In de Kamerbrief van 25 mei 2021 [1] waarin het onderzoek is aangekondigd heeft de Minister de verwachting uitgesproken dat er ruim vóór aanvang van het jachtseizoen 2022/2023 meer duidelijkheid kan worden gegeven over de eventuele sluiting van de jacht. Die sluiting voor het seizoen 2022/2023 zal aan de orde zijn als blijkt dat de staat van instandhouding van de soort in het geding is, aldus de Minister.
3.10.
In het door WENR ingediende subsidieverzoek (versie 21 september 2021) staat het volgende:

Om tegemoet te kunnen komen aan de motie, welke een inperking betreft van het eigendomsrecht (EVRM) is een wettelijke onderbouwing nodig. In de wet natuurbescherming art. 3.22 lid 5 staat dat de jacht niet geopend wordt wanneer de staat van instandhouding (hierna: SvI) in het geding is.
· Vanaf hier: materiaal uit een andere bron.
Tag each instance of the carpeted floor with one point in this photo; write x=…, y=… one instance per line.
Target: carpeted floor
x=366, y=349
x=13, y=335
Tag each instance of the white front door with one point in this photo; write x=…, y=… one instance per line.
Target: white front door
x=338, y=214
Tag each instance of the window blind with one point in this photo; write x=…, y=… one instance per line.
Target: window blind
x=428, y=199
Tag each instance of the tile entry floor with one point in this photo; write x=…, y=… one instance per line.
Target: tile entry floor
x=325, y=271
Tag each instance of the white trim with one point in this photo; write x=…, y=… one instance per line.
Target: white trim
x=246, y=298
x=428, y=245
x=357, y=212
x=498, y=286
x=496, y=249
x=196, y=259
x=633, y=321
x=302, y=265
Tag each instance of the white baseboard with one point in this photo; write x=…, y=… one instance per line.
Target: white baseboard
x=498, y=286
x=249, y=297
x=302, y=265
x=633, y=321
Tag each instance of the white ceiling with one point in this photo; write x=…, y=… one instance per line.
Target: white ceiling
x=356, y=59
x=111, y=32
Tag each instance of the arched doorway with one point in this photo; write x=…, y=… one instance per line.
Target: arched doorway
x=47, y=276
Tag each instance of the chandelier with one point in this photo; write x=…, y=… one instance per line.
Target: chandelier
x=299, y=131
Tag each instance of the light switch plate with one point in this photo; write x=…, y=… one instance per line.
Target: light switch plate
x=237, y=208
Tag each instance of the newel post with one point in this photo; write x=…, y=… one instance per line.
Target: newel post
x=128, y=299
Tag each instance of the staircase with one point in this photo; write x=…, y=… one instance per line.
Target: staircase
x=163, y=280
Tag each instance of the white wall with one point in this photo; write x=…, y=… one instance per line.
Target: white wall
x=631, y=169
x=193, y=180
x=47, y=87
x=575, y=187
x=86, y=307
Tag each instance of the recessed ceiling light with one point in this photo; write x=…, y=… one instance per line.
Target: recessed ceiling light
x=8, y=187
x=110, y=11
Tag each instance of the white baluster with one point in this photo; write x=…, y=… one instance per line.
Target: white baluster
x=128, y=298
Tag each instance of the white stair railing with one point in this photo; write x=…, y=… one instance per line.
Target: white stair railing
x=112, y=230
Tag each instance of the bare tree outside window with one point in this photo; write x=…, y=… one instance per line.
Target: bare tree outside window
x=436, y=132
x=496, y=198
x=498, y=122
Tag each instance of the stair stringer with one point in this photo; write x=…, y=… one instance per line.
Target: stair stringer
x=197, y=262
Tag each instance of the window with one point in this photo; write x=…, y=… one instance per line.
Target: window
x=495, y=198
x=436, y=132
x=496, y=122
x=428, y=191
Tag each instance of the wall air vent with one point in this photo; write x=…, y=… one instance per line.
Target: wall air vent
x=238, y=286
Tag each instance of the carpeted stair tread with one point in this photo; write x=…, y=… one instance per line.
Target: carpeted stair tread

LNV heeft aan WEnR gevraagd om te berekenen wat de SvI van beide soorten is. Op basis hiervan kan onderbouwd worden of het wel of niet noodzakelijk is om deze soorten van de jachtlijst te verwijderen. Het ministerie verwijst hierbij naar een methodiek voor het berekenen van de SvI die recent door SOVON Vogelonderzoek Nederland is ontwikkeld.
3.11.
In maart 2022 heeft WENR het rapport ‘Staat van instandhouding haas en konijn’ (hierna: het WENR-rapport) gepubliceerd. In dit rapport wordt de staat van instandhouding van de haas als zeer ongunstig beoordeeld. In dit rapport is de staat van instandhouding (SvI) beoordeeld aan de hand van criteria uit de Habitatrichtlijn. De gekozen onderzoeksmethode is voorzien van een onderbouwing.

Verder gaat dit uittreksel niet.